Less prone to automation: Anything High Yield, more complex MBS, Munis, OTC derivatives, OTC structured products

Def missing a few, but when in doubt, unless you can code SPRINT the opposite direction of liquidity (in terms of asset class)

If you can code, well, flip a coing and you'll be successful lol

 

After graduating in math, my goal is to become the PM of a macro HF. What S&T desks would be the best starting points?

 

Rates can deal with MBS, Repo, UST, G10 bonds, etc. FX will deal with global currencies. Both provide a macro view to the markets so they're similar in that aspect but their products are different. Some corporates/institutions use their OTC derivatives as hedges, while some riskier institutions like Hedge Funds might want to speculate on an alpha play. Global macro HF is a strong exit opp from here if you're in the right seat.

 

I work in FX & Rates group at BB. Still under Sales & Trading division but work regularly with the Debt Capital Markets Team (on debt issuance focused on reducing interest rate risk exposure through optionality). The reason you did not see a lot of talk on this group is it is pretty niche in most BBs (for the corporate side you need a large balance sheet where the corporate banking group has lend money to clients or the firm has an extremely international presence). Can go into more detail about the group and exit opps if that interests you. Feel free to PM me.

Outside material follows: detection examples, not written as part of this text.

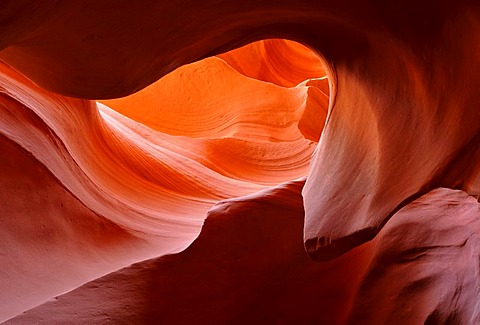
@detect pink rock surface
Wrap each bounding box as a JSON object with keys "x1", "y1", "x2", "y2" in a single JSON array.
[
  {"x1": 7, "y1": 189, "x2": 480, "y2": 324},
  {"x1": 0, "y1": 0, "x2": 480, "y2": 324}
]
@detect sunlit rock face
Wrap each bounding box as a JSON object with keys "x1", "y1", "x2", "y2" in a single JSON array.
[{"x1": 0, "y1": 0, "x2": 480, "y2": 324}]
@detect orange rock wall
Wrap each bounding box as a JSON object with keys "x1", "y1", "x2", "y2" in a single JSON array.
[{"x1": 0, "y1": 0, "x2": 480, "y2": 324}]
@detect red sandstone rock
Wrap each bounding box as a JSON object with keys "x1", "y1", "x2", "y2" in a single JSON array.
[
  {"x1": 7, "y1": 186, "x2": 480, "y2": 324},
  {"x1": 0, "y1": 0, "x2": 480, "y2": 324},
  {"x1": 0, "y1": 0, "x2": 480, "y2": 259}
]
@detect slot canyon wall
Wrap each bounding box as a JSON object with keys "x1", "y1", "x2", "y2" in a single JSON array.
[{"x1": 0, "y1": 0, "x2": 480, "y2": 324}]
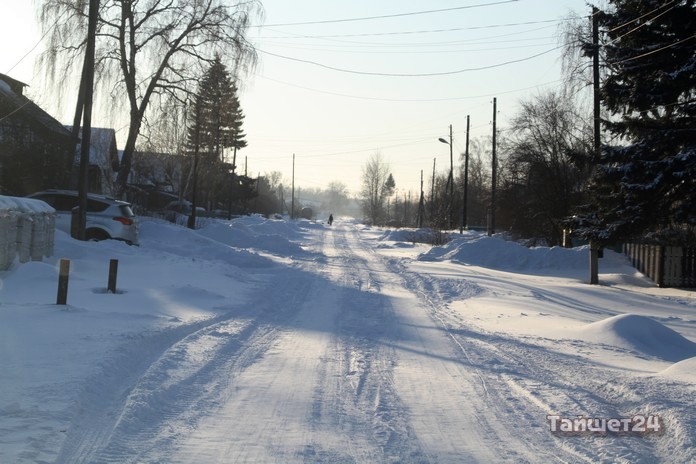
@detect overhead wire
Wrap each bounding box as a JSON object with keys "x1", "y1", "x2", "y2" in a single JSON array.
[
  {"x1": 254, "y1": 0, "x2": 519, "y2": 28},
  {"x1": 258, "y1": 17, "x2": 580, "y2": 39},
  {"x1": 256, "y1": 46, "x2": 562, "y2": 77}
]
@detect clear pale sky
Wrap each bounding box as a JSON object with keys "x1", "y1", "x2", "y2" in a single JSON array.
[{"x1": 0, "y1": 0, "x2": 590, "y2": 196}]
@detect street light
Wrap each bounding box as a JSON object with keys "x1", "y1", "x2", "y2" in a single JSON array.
[{"x1": 438, "y1": 124, "x2": 454, "y2": 229}]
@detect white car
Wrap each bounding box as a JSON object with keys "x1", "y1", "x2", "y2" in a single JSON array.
[{"x1": 28, "y1": 190, "x2": 138, "y2": 245}]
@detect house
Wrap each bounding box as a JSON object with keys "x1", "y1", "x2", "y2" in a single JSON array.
[
  {"x1": 65, "y1": 126, "x2": 119, "y2": 195},
  {"x1": 0, "y1": 74, "x2": 75, "y2": 196}
]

Day to Day on the corporate side on FX is trade execution (across all majors and minor currencies - including vanialla and non-vanialla options). On the corporate side there is quite a bit more advisory working with the client to find the best stratergy for an acqusition or cash injection etc... More hand holding than the institutional side. Other time I spend my day on tailored market updates for the clients and connecting my research team with important strategic desk clients. Lastly, maintaing internal relationships with the corporate bankers to prospect for more business and expand business with current cliente. On the rates side really assisting clients hedging out their debt whether it is foreign or domestic.